The video, a promotional tool for the “Rethink Homelessness” campaign, depicts actual homeless people holding cardboard signs bearing startling facts about their lives. And while it’s tempting to criticize the video because it perpetuates a stereotype, the video also forces its viewers to acknowledge the humanity of the people many choose to regard merely as a disquieting fixture of urban life.

About 580,000 people experience homelessness on a given day in this country, and no, most of them are not standing on sidewalks holding cardboard signs, panhandling. Many are in shelters; many are living in their cars; many are depleting the savings they amassed while not homeless; and many more are subsisting on homeless services while working hard to lift themselves out of homelessness.

Still, it’s a stereotype that is based on the reality of a minority of homeless people in big cities resorting to this method of calling attention to their desperate situation. Here in D.C. I see it every day on my commute to the office: veterans, mothers, teenagers, and the chronically homeless with their cardboard signs, just blocks away from the White House.

It’s profoundly sad, and the image is a potent signifier, because even people who have never seen a homeless person or a panhandler (FYI: not all panhandlers are homeless) with a cardboard sign recognize it for what it is: a plea for help, and a symbol of a social ill that is currently devastating hundreds of thousands of lives throughout the country.
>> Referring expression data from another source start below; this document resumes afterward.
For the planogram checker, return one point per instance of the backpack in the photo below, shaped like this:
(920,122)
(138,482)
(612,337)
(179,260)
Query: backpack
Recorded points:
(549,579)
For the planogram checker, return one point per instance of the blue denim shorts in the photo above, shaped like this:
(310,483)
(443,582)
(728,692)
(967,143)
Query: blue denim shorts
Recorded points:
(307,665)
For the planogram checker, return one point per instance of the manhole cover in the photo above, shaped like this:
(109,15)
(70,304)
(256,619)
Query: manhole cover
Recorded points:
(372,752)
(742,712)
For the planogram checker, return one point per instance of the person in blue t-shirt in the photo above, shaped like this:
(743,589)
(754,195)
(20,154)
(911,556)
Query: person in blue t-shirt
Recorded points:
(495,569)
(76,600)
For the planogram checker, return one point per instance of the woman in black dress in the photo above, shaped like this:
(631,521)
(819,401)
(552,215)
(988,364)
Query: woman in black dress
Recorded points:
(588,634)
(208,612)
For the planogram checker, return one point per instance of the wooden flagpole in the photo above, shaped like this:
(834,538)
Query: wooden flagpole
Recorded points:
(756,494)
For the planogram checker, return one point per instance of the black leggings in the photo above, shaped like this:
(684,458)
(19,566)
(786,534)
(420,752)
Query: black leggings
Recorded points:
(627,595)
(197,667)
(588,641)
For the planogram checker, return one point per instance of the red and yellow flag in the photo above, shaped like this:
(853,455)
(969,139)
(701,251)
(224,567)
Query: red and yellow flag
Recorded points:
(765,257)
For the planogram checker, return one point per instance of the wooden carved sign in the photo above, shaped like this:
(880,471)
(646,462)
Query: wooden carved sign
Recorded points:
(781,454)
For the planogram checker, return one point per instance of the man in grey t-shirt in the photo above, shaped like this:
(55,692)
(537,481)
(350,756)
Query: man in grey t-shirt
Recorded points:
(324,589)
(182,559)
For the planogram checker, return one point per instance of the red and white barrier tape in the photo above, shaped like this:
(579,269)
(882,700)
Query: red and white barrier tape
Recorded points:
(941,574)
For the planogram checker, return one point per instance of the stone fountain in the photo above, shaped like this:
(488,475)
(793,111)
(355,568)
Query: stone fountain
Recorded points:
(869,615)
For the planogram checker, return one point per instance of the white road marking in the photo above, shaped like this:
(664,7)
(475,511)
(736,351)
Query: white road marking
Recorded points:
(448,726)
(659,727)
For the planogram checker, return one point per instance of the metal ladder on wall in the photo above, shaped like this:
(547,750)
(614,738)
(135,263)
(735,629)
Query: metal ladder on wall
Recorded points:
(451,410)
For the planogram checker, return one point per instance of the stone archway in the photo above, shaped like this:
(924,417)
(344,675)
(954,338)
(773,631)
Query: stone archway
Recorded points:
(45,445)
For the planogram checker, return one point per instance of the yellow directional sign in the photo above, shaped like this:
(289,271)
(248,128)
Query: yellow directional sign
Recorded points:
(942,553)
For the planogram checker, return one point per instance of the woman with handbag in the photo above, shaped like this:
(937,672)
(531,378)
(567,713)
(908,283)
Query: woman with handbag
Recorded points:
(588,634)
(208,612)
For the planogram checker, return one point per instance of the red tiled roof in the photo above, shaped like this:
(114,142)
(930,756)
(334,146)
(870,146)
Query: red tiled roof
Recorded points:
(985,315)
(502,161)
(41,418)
This video stands the stereotype on its head. The facts about their lives—one woman was a personal trainer, one man speaks four languages—shouldn’t be all that surprising to anyone. These are just people, after all. Why shouldn’t they have their own histories of achievement? Yet one can’t help but regard them in a new light and—as the message of the campaign goes—rethink homelessness.

Do you want to know why? I think it’s because this video challenges the chief misconception that most of us, even many of us working in the homeless assistance field, labor under: It can’t happen to me. Well, it can. It can happen to anyone—whether you’re an Olympic athlete, a rock star, a college student, or a single mom. Homelessness doesn’t discriminate.

Next time you’re walking down a city street and you see a man or a woman holding a cardboard sign, take a few minutes to talk. More than likely, you will find that the person you are talking to is not all that different from you. More than likely, he or she just hit a streak of horribly bad luck, suffered a financial crisis, and lost his or her home.

Ultimately, you will find, the only significant difference between you and the homeless person you are talking to is that you have a home, and the homeless person doesn’t.